The test SQL Test Script being run executes 100,000 iterations of the various database calls against a table with 1,000,000 rows (or about 2GB of data – 4x times the SQL cache size).
-- RUN TEST begin SET NOCOUNT ON -- CREATE TEMP TABLE if not exists (select 1 from tempdb.dbo.sysobjects where type = 'U' and name like '%TempPerfTest%') begin create table tempdb.dbo.TempPerfTest ( MyID int NOT NULL IDENTITY(1, 1) PRIMARY KEY, MyText char(2000) NOT NULL ); -- LOAD STARTING DATA INSERT INTO tempdb.dbo.TempPerfTest ( MyText ) SELECT TOP 1000000 'X' FROM master.sys.objects o1 CROSS JOIN master.sys.objects o2 CROSS JOIN master.sys.objects o3 ; end DECLARE @Id INT = 0 WHILE (@Id < 100000) begin IF @Id % 4 = 0 -- SELECT SELECT * FROM tempdb.dbo.TempPerfTest WHERE MyID = (@Id * 10) ELSE IF @Id % 3 = 0 -- INSERT INSERT INTO tempdb.dbo.TempPerfTest (MyText) SELECT 'X' ELSE IF @Id % 2 = 0 -- UPDATE UPDATE tempdb.dbo.TempPerfTest SET MyText = 'X' WHERE MyID = (@Id * 6) ELSE -- DELETE DELETE FROM tempdb.dbo.TempPerfTest WHERE MyID = (@Id * 3) SET @Id = @Id + 1 end end
Due to an odd quirk in the tool (which I couldn’t work out) I had to use a permanent temporary table instead of a traditional # table. But hey, its the same for both tests.
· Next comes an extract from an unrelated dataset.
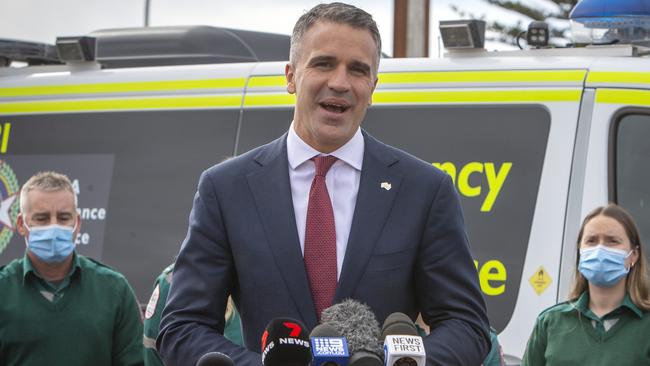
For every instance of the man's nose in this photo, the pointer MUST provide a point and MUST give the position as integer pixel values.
(339, 80)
And so the results are in for the 100,000 iterations (over a 1,000,000 row table)
(Each test run 2x times)
|AVG Elapsed Time (Sec)||AVG Logical Reads||AVG MB/Sec|
|TempDB on D:\ (SSD)||157||1,773,755||52.85|
|TempDB on F:\ (P30)||164||1,773,755||51.60|
The findings show some interesting things.
- The workload has a large IO spike at the start as it loads 1,000,000 rows into the table – which then drops and steadies out as it runs the 100,000 individual transactions. The workload graph on both were actually slightly different.
- My workload executed on average about 4% faster on the local SSD than on the single P30. (Some tests were so close as to be almost statistically insignificant.)
- The Avg MB/Sec was about the same (a tad slower on the P30) – though either test didn’t push over 850 IOPS (@ 64KB per IO). This is OK as the point was NOT to stress the disk (I can use IOMeter for that!) – but to instead get a feel on how a simulated workload would perform.
- The only conclusion I can draw is the (cumulative) latency for my specific workload type must be marginally higher on the Premium P30. (Which I was kind of expecting).
- The difference is small for this workload – so it really comes down to if you are looking to squeeze a little bit more performance out of your application vs having to deal with the temporary nature of the local D:\ SSD drive. For those wanting to do this – this article shows how to manage a SQL TempDB on local SSD – https://blogs.technet.microsoft.com/dataplatforminsider/2014/09/25/using-ssds-in-azure-vms-to-store-sql-server-tempdb-and-buffer-pool-extensions/
- I didn’t try multiple P30 in a set, however its a fair assumption that adding just a single additional dedicated premium disk on F:\ for TempDB will beat the local SSD performance. Maybe a test for another day!
- I didn’t try different workload mixes, such as all writes, all reads, or larger set based work, but again its a fair assumption that a different mix will produce different performance results.
And as I always say, please test this yourself as your workload may vary which of course means your mileage may vary!